Medical students enrich lives of elderly

Occupational Therapist Letitia Delport helping a resident of Omega Old Age Home on Saturday.

Third-year medical students from the University of the Free State made the lives of residents at the Omega Old Age Home a little easier. Together the students were able to fix bathrooms, install railings and give the elderly exercise tips to better their quality of life.

According to group representative, Wynand Bezuidenhout, the aim of the visit to the old age home in Heidedal on Saturday was to give them a presentation of health tips and exercises. However, the project has been ongoing in order to make sustainable changes in the lives of residents.

“We took a multi-disciplinary approach which included help from a physiotherapist who gave exercises and an occupational therapist who helped residents understand the importance of using the new railings we installed,” he explained.

The third-year medical students spent their day at Omega Old Age Home in Heidedal. Back row from left to right: Norma Makwakwa, Jade Cummings, Leskhe Coetzee, Occupational Therapist Letitia Delport, Lauriska Pienaar, Laura Manyeruke, and Licham Hlotshana. Front: Wynand Bezuidenhout and Damons.

“As students we discovered that their sanitation was at risk as well as their health because of the likelihood of falling. We repaired taps, toilets and put in railings in the bathrooms and in the walkways,” added Bezuidenhout.

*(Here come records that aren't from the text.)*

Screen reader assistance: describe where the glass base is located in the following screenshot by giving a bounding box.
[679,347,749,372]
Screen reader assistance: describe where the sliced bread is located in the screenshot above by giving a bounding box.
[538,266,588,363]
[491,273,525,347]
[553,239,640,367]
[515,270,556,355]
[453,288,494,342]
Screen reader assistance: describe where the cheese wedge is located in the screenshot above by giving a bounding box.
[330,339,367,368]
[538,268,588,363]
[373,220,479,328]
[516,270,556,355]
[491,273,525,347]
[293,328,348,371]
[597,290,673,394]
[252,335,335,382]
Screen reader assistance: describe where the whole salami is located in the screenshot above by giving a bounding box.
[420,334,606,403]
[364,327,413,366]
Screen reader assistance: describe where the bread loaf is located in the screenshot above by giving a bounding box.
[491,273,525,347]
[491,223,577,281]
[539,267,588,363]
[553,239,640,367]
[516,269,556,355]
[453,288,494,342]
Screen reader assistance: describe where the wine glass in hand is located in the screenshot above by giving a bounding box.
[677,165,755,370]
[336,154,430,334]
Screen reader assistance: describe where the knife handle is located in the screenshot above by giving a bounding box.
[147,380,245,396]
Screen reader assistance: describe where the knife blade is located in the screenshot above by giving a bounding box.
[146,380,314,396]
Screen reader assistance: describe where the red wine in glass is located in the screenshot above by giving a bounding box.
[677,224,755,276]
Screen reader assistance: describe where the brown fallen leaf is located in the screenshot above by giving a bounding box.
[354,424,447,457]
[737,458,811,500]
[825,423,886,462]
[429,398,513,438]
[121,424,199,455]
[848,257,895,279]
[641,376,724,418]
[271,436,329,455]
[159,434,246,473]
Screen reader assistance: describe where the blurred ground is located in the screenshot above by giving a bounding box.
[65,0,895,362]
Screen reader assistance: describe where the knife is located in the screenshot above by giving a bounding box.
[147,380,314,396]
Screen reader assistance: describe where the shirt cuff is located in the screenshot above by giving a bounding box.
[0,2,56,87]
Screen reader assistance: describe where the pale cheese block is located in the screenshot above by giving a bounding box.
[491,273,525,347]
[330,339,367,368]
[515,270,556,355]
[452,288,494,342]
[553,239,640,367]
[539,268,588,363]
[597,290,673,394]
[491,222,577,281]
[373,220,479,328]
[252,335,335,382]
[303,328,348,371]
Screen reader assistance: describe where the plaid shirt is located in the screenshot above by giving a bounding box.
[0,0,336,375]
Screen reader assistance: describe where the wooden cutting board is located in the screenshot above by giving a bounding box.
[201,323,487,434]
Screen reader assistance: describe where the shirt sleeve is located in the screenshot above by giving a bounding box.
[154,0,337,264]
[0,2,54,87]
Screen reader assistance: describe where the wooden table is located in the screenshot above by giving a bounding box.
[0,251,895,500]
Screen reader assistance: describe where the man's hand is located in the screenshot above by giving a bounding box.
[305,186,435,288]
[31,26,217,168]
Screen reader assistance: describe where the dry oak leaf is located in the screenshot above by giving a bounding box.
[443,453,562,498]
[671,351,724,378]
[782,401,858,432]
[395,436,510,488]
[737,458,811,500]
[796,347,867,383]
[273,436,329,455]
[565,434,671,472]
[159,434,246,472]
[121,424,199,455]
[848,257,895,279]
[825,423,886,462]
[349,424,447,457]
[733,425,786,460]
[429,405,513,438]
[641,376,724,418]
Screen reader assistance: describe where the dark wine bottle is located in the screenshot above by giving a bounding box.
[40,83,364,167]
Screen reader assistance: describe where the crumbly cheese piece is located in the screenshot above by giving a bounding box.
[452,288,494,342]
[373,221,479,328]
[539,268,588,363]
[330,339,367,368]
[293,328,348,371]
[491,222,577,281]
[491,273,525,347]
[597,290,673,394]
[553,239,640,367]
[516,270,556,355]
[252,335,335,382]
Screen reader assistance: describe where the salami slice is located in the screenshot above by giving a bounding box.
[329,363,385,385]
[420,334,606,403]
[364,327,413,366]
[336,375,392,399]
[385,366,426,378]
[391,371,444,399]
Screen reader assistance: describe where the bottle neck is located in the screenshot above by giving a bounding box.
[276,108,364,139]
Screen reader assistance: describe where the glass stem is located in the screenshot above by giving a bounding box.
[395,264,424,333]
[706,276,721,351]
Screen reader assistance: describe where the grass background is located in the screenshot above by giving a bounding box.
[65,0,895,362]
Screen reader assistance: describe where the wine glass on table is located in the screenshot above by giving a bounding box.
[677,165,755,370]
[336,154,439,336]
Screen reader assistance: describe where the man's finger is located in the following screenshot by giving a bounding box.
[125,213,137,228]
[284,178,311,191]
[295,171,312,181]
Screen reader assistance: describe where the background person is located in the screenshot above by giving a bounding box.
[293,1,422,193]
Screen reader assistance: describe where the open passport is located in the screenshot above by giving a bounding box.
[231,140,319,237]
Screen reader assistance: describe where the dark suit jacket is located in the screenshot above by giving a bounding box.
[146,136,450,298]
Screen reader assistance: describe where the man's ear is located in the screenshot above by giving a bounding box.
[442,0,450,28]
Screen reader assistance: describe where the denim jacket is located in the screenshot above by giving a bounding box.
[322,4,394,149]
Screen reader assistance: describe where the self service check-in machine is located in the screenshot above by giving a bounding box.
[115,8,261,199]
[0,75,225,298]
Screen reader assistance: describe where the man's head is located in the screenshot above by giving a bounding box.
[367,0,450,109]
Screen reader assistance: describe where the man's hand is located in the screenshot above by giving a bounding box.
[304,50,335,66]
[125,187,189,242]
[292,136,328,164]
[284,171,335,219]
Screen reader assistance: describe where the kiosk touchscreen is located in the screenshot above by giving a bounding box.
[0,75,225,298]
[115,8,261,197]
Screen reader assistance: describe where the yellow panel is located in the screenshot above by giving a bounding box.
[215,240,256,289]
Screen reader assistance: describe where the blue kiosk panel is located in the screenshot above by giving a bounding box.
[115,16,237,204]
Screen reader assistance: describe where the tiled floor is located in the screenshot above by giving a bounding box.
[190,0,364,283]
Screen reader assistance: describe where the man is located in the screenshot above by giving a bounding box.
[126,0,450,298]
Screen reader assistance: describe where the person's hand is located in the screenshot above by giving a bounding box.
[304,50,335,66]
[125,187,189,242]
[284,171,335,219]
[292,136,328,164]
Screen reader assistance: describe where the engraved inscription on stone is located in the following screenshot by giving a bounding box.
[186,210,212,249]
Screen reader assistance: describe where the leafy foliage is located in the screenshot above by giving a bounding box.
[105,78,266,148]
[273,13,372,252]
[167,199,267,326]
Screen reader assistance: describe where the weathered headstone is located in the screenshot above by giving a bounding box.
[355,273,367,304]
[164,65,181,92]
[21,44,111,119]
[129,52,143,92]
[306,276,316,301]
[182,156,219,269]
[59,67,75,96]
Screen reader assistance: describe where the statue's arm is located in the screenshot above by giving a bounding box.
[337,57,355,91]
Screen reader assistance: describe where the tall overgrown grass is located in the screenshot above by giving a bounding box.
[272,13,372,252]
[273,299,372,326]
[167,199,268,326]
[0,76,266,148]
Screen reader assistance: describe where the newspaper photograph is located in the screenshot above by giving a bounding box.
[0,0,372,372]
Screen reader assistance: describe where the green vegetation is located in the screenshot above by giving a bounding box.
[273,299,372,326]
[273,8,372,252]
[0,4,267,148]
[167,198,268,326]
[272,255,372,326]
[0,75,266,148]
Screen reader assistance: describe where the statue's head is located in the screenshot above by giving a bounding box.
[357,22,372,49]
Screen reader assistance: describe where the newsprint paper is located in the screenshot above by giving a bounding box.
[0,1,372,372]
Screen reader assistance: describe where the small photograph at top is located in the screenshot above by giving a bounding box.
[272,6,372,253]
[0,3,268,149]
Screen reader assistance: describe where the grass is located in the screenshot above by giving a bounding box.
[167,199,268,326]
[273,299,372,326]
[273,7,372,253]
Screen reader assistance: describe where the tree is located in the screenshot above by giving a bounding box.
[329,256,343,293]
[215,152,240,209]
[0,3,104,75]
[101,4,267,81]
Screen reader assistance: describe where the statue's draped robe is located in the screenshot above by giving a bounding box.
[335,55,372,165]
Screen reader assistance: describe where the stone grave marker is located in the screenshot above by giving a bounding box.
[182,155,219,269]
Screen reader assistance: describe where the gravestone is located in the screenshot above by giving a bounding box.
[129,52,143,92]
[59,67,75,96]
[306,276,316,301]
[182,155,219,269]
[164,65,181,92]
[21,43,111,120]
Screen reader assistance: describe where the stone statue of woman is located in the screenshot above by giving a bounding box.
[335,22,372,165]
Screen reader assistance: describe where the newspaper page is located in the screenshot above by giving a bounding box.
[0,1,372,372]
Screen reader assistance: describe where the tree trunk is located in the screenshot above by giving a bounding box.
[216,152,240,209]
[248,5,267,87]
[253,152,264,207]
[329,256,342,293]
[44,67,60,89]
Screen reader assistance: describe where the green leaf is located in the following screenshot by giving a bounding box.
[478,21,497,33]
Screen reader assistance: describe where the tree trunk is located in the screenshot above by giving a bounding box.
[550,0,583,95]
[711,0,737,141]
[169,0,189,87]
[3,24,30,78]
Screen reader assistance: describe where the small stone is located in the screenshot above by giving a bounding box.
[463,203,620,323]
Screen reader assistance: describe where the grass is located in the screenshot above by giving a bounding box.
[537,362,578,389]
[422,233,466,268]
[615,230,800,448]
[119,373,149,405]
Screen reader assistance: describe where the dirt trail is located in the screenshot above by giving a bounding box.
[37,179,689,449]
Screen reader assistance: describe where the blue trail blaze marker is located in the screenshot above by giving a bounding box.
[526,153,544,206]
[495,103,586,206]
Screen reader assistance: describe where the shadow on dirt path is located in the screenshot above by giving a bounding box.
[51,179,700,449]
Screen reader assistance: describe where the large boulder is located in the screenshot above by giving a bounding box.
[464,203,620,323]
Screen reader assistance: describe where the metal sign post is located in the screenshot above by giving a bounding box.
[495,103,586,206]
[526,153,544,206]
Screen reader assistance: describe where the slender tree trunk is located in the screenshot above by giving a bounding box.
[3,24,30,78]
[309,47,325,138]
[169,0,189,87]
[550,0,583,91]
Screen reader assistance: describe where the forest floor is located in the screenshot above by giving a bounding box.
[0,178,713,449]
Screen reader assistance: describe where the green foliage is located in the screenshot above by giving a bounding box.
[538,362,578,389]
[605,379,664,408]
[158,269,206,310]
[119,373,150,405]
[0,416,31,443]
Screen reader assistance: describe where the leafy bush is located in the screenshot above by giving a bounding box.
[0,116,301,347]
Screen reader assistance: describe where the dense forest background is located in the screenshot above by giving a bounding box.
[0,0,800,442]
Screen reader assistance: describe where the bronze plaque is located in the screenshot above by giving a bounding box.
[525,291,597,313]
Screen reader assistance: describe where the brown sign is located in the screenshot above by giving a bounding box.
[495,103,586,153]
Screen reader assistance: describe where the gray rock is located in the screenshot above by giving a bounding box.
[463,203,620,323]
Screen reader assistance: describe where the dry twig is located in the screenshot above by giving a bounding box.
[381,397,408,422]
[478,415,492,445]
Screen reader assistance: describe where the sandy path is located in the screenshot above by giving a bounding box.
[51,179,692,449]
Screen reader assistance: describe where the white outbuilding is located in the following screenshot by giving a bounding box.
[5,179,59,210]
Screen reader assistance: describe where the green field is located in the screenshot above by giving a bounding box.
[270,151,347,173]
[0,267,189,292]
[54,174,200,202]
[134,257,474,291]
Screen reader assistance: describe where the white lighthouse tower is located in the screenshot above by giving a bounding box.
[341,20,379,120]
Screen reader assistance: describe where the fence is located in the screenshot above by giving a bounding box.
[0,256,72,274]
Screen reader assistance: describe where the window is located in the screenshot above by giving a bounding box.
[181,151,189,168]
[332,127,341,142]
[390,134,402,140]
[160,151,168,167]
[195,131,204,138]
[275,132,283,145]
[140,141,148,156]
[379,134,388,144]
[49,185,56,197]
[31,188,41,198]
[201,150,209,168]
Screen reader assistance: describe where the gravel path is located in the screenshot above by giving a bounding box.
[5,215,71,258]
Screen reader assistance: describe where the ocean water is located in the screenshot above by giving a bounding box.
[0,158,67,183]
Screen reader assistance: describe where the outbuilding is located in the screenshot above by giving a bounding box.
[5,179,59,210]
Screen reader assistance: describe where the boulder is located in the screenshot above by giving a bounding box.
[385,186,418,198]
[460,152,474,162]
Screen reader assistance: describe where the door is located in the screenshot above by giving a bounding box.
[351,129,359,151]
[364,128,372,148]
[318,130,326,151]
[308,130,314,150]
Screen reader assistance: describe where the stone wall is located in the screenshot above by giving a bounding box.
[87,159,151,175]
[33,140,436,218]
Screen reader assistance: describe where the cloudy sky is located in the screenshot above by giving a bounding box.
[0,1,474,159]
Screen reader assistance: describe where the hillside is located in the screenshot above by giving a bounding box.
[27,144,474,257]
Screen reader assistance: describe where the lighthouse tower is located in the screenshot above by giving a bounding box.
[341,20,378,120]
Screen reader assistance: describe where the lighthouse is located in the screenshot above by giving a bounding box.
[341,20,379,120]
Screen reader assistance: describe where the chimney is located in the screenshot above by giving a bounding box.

The visit is part of an annual project that third-year students need to take part in as part of their medical studies in order to have hands-on experience with community members. “We got to have hands-on experience of learning how to take care of people before we start our clinicals, which is going to be helpful when we finally do them,” said Licham Hlotshana.

The elderly were also given a presentation on the importance of eye and dental care in order for them to enjoy a better quality of life in their twilight years. The students donated a deep freezer along with much needed food supplies to the home’s kitchen.

Omega Old Age Home’s supervisor Martha McHarlies expressed their gratitude for the heart-warming efforts of the students. “We really appreciate what they have done here and we can already see the effects of the changes that they have made in our resident’s lives,” she said.

“I loved their appreciation for everything we did. When they sang us a thank you song, all the hard work was worth it,” said Mikayla Mostert, one of the students.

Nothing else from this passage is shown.